CARLOS
DRUMMOND DE ANDRADE
Almas perfumadas
Tem gente que tem cheiro de passarinho quando
canta.
De sol quando acorda.
De flor quando ri.
Ao lado delas, a gente se sente no balanço de uma
rede que dança gostoso
numa tarde grande, sem relógio e sem agenda.
Ao lado delas, a gente se sente comendo pipoca na
praça,
lambuzando o queixo de sorvete,
melando os dedos com algodão doce da cor mais doce
que tem pra escolher.
O tempo é outro.
E a vida fica com a cara que ela tem de
verdade,
mas que a gente desaprende de ver.
Tem gente que tem cheiro de colo de Deus.

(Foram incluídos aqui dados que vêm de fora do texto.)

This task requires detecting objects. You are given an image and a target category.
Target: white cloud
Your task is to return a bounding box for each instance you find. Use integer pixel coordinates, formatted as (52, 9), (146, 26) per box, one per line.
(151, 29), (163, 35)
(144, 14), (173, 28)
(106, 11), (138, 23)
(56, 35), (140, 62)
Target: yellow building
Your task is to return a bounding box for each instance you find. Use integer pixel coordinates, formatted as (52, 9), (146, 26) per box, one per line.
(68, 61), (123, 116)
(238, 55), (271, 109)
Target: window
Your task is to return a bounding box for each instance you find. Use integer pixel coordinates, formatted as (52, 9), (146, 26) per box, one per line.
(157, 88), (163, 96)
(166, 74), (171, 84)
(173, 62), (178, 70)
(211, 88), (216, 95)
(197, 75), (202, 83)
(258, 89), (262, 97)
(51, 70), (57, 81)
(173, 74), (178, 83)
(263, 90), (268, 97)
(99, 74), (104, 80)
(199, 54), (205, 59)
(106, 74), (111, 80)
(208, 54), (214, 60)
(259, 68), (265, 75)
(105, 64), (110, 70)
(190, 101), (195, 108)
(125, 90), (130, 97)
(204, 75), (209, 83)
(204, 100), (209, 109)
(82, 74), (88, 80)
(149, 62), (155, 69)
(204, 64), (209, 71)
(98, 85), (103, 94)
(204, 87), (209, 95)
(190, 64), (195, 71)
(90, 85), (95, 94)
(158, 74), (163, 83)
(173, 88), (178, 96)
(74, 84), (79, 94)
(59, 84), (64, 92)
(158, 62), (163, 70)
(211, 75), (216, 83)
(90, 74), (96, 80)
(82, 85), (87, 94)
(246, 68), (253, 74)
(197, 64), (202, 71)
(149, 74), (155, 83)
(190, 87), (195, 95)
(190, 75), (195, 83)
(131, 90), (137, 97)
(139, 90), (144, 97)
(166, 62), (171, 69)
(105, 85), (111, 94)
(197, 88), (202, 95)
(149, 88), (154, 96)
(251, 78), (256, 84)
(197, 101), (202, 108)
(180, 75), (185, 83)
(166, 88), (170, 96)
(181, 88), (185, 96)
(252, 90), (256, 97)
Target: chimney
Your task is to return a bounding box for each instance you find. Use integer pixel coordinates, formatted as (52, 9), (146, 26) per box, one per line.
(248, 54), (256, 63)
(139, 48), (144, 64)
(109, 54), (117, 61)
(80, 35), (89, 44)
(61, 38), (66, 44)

De banho de mar quando a água é quente e o céu é
azul.
Ao lado delas, a gente sabe que os anjos existem e
que alguns são invisíveis.
Ao lado delas, a gente se sente chegando em casa
e
trocando o salto pelo chinelo, sonhando a maior
tolice do mundo
com o gozo de quem não liga pra isso.
Ao lado delas, pode ser abril,
mas parece manhã de Natal
do tempo em que a gente acordava
e encontrava o presente do Papai Noel.
Tem gente que tem cheiro das estrelas que Deus
acendeu no céu
e daquelas que conseguimos acender na Terra.
Ao lado delas, a gente não acha que o amor é possível,
a gente tem certeza.
Ao lado delas, a gente se sente visitando um lugar
feito de alegria,
recebendo um buquê de carinhos, abraçando um
filhote de urso panda,
tocando com os olhos os olhos da paz.
Ao lado delas, saboreamos a delícia do toque suave
que sua presença sopra no nosso coração.
Tem gente que tem cheiro de cafuné sem pressa,
do brinquedo que a gente não largava,
do acalanto que o silêncio canta,
de passeio no jardim.
Ao lado delas, a gente percebe que a
sensualidade
é um perfume que vem de dentro e que a
atração
que realmente nos move não passa só pelo
corpo.
Corre em outras veias. Pulsa em outro lugar.
Ao lado delas, a gente lembra que no instante em
que rimos
Deus está conosco, juntinho ao nosso lado.
E a gente ri grande, que nem menino arteiro.